Nobody asks – nobody is going to ask – what I would like on the chicken. But if they did . . . Mushrooms. Yes‚ definitely mushrooms. I am the only person in this family who will eat mushrooms‚ and so I never get to eat them. And oh‚ God‚ I miss them. Lovely thin slices of Portobello mushrooms‚ delicately simmered in marsala‚ layered over the top of a perfectly sautéed boneless breast of chicken. Or no‚ wait‚ a boneless breast of chicken stuffed with mushrooms‚ water chestnuts‚ and oysters. Something not found in any recipe book‚ something I would make up myself‚ a culinary experiment‚ just puttering around the kitchen on a long leisurely afternoon. Something that would take hours to prepare‚ slicing and dicing and marinating and adjusting the spices. I wouldn't even care if it tasted good‚ just so long as I could use the ingredients I wanted‚ every last exotic one of them. And sit down to eat it in peace.

If I didn't know the people I was cooking for – if I were‚ for example‚ a chef in a restaurant – I wouldn't have to take their tastes into account. But‚ oh‚ I know them‚ I know them very well. I know that Tom won't eat any cheese except for grated Parmesan‚ which he must grate himself. The only fruits Grace will eat are bananas‚ raisins (but not the grapes they are made from)‚ and apple juice (but not the apples it is made from.) Hugh is okay with fish – well salmon‚ at least – but the others think it's poison‚ so if I cook fish (meaning salmon)‚ I have to make another meal for the non–fish–eaters.

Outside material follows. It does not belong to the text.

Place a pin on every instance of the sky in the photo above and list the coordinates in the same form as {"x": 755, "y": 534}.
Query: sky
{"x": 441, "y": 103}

Fish. Oh‚ fish. Please‚ not salmon for once‚ but a lovely fillet of red snapper‚ lightly grilled‚ with a fine dusting of Cajun spices on top. Served on a bed of wild rice‚ and butternut squash on the side. On a real china plate‚ not a scarred melamine plate with the Power–puff Girls ka–powing around the rim. I wouldn't even need wine‚ not really; I'd be content with mineral water‚ chilled just enough to frost the sides of a crystal goblet. And maybe a little music in the background
. . . some Coltrane would be nice.

And come to think of it‚ I don't even want my husband home for this. No siree‚ he is not invited. This is a party for one. He'd want to talk about his day at work‚ and I do not want to talk. I want all the talk‚ all the chatter‚ all the YAMMERING‚ all the HOLLERING–to cease. I want to listen to the Coltrane‚ and savour the food in silence – every chewy grain of rice‚ every velvety slurp of puree‚ every sip of the pure clean cold water‚ every moist flaked morsel of fish.